Engaging games on the Alive Software use a combination of coaching and performance tracking to assist students in the games, Whitaker said. With consistent practice, students can learn how to control their stress by using the techniques introduced in the games on the Alive Software.
“In one of the games you are driving a car; there’s another game where you make things float in the air,” Whitaker said. “You do all this by using the techniques [from the games] you were taught by breathing deeply and relaxing, and if you do that successfully the sensor tells the software that you are doing it successfully, and things will change in the game, like the car will speed up or slow down, or the items in the game will float the way they are supposed to.”
By providing students with a visual feedback of their stress levels, counselors have found that this lab has helped students achieve better mental agility, especially in demanding situations.

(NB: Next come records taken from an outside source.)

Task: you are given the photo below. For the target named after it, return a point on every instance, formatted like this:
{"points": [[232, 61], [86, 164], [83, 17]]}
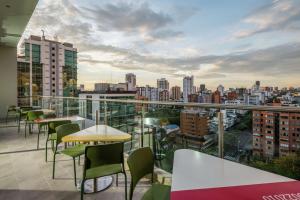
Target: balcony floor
{"points": [[26, 175]]}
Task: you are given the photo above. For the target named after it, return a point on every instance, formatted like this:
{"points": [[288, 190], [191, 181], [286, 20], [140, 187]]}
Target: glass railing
{"points": [[265, 137]]}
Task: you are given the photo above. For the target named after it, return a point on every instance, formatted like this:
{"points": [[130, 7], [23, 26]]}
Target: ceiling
{"points": [[14, 16]]}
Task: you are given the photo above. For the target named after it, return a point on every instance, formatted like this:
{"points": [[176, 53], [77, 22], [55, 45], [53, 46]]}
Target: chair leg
{"points": [[82, 189], [25, 128], [38, 142], [46, 149], [117, 180], [53, 172], [125, 185], [74, 171]]}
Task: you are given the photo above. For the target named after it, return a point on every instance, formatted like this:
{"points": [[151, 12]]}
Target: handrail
{"points": [[198, 105]]}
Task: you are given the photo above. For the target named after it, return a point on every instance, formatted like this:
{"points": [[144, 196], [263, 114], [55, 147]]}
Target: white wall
{"points": [[8, 78]]}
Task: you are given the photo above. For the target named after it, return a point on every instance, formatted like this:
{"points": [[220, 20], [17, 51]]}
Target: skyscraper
{"points": [[162, 84], [48, 68], [175, 93], [220, 88], [188, 85], [202, 87], [130, 79]]}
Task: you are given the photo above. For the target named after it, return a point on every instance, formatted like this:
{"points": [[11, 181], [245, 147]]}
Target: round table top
{"points": [[98, 133]]}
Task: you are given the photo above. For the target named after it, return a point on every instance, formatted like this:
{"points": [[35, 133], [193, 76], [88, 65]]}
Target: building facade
{"points": [[194, 122], [176, 93], [48, 68], [130, 79], [188, 85]]}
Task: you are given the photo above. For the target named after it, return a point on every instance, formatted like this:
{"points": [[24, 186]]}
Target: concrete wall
{"points": [[8, 78]]}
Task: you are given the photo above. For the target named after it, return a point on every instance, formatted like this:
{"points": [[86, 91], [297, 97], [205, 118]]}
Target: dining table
{"points": [[201, 176], [49, 120], [94, 135]]}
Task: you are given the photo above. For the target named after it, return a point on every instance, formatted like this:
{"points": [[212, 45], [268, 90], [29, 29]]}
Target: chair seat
{"points": [[74, 151], [157, 192], [53, 136], [104, 170]]}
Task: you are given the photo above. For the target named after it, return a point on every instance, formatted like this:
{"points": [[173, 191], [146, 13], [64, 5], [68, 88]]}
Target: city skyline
{"points": [[257, 41]]}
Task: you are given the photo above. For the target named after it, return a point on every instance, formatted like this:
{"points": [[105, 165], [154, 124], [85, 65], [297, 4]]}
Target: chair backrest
{"points": [[140, 163], [52, 125], [11, 108], [104, 154], [64, 130], [33, 115]]}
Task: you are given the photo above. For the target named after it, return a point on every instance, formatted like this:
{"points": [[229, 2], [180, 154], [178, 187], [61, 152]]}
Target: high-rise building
{"points": [[275, 133], [81, 88], [194, 122], [151, 93], [193, 98], [48, 68], [202, 88], [164, 95], [188, 85], [265, 133], [216, 97], [232, 95], [162, 84], [221, 89], [176, 93], [205, 98], [101, 87], [130, 79]]}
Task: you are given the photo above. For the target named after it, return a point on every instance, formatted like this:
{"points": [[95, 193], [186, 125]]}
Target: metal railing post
{"points": [[220, 134], [105, 112], [97, 117], [67, 107], [142, 125]]}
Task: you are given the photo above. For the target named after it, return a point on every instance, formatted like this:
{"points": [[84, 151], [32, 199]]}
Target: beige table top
{"points": [[71, 118], [98, 133]]}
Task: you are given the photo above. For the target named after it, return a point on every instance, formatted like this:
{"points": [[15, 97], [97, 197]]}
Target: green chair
{"points": [[52, 136], [73, 151], [30, 120], [11, 111], [141, 163], [22, 114], [103, 160]]}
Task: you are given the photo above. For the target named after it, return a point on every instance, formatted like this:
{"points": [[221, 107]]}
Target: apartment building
{"points": [[188, 85], [176, 93], [275, 134], [163, 84], [265, 133], [194, 122], [164, 95], [47, 68]]}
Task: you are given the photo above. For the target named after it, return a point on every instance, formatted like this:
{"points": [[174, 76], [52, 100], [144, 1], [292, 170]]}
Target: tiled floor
{"points": [[26, 175]]}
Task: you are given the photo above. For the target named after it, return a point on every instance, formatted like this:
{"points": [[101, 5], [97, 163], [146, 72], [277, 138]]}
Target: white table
{"points": [[193, 170], [98, 133], [49, 120]]}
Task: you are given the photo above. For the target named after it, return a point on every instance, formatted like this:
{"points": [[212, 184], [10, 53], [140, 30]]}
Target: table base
{"points": [[101, 184]]}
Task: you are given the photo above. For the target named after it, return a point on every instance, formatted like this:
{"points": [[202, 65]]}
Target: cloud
{"points": [[282, 60], [127, 17], [274, 16]]}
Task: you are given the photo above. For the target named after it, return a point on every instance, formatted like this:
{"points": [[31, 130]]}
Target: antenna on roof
{"points": [[43, 36]]}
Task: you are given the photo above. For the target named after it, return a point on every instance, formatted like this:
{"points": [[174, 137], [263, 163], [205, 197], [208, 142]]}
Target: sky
{"points": [[230, 42]]}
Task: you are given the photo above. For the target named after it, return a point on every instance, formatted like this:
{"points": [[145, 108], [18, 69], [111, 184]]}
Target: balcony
{"points": [[153, 124]]}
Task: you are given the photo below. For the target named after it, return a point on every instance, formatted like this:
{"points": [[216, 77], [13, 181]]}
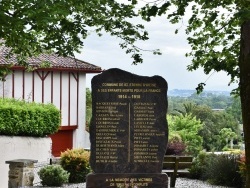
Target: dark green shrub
{"points": [[53, 175], [175, 146], [200, 164], [224, 170], [76, 162], [20, 118]]}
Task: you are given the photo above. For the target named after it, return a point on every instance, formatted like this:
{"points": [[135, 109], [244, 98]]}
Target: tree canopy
{"points": [[32, 27], [213, 30]]}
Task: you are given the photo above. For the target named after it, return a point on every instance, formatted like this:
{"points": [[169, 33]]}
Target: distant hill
{"points": [[188, 93]]}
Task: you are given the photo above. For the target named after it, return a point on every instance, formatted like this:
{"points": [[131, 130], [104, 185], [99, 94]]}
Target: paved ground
{"points": [[180, 183]]}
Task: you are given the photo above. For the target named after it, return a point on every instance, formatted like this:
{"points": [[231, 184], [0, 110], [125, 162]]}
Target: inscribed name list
{"points": [[128, 132]]}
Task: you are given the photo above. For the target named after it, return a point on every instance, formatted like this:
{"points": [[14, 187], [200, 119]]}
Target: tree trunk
{"points": [[244, 65]]}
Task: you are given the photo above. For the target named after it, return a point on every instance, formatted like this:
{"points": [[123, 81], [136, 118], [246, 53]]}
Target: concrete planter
{"points": [[16, 147]]}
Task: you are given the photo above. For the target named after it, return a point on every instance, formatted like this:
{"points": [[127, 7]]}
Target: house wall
{"points": [[66, 90]]}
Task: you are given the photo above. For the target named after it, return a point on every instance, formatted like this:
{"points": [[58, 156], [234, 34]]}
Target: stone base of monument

Whitaker said the lab allows students to become more aware of their internal responses to stress.
“It helps students reduce their stress, potentially impacting your ability to deal with anxiety,” Whitaker said. “By doing this you are learning techniques and getting feedback from the software about whether you are doing it correctly. You can see tangibly what you’re behavior is doing with this tension that you have built up … We have had many good results with it … many students come back to do repeated session and for other students one session may be enough.”
Psychology graduate student Anna Finley said resources like the Psychology Clinic and Student Counseling Services can be invaluable tools for students to get a break from their heavy workload.
“When people are stressed, they tend to act more impulsively and in a less controlled manner just because you have a lot of competing demands usually when you are stressed,” Finley said. “You see people eating poorly and not sleeping as much when they are stressed. Using resources such as a counselor from either the clinic or Student Counseling Services, or even talking to a friend can help control your stress.”